Fire Blankets
Fire Blankets

What do you do if there's a fire in your kitchen? If you asked most people, the last thing they'd say is, "Throw a wool blanket on top of it." But if you've got a grease or oil fire, that's exactly what you want to do - smother it with a heavy blanket so it can't get the oxygen it needs to keep burning.

Fire blankets are special blankets made for just that purpose. Woven from either fiberglass, aramid fibers, or heat-retardant-coated wool, these blankets are effectively fireproof - and although they're best for smothering grease fires, they work just as well on any other kind of fire, be it a pile of wood, a puddle of petrol, or a blazing toaster oven. Fire blankets can also be used on people. If a person's clothing or hair is on fire, a fire blanket can be a valuable tool for putting them out - especially if the person has become a human torch, in which case the classic dropping and rolling method won't work.

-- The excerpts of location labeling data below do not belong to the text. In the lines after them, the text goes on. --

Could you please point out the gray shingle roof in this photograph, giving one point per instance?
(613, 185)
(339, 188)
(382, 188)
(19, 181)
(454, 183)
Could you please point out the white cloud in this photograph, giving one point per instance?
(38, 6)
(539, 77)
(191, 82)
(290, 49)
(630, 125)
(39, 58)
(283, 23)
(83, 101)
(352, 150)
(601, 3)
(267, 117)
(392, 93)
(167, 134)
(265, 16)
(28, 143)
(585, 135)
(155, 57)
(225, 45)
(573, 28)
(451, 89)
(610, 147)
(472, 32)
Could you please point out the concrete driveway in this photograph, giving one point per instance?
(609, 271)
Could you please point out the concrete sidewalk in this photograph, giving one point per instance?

Also, when rescuing someone from a burning building, a fire blanket is a great way to keep the person safe on the way out. Cheap, easy to store, machine-washable, and reusable, a fire blanket is one of the most practical investments you can make for your fire safety.

How to Use a Fire Blanket

A fire blanket is probably the easiest fire-fighting implement to operate - no nozzles, no mess, no special instructions. You just pull it out, hold it up in front of you (so you're protected from the flames), and dump it on top of the fire. Then, just leave it there for at least 30 minutes to ensure that the fire doesn't re-ignite. If the fire involved a gas stove or an electrical appliance, make sure to shut off the gas or pull out the plug. Also, keep in mind that a fire blanket may not work on an especially deep grease fire. While the blanket itself probably won't burn, the grease may seep through and start burning again above the blanket. As in any fire situation, always alert others to the fire, and make sure you have a safe escape route in case the fire is too big or spreads beyond your control.

Types of Fire Blankets

There are several different types of fire blankets on the market, each tailored to a specific fire situation. They range in price from about $35 to $100, depending on materials, size, and intended usage.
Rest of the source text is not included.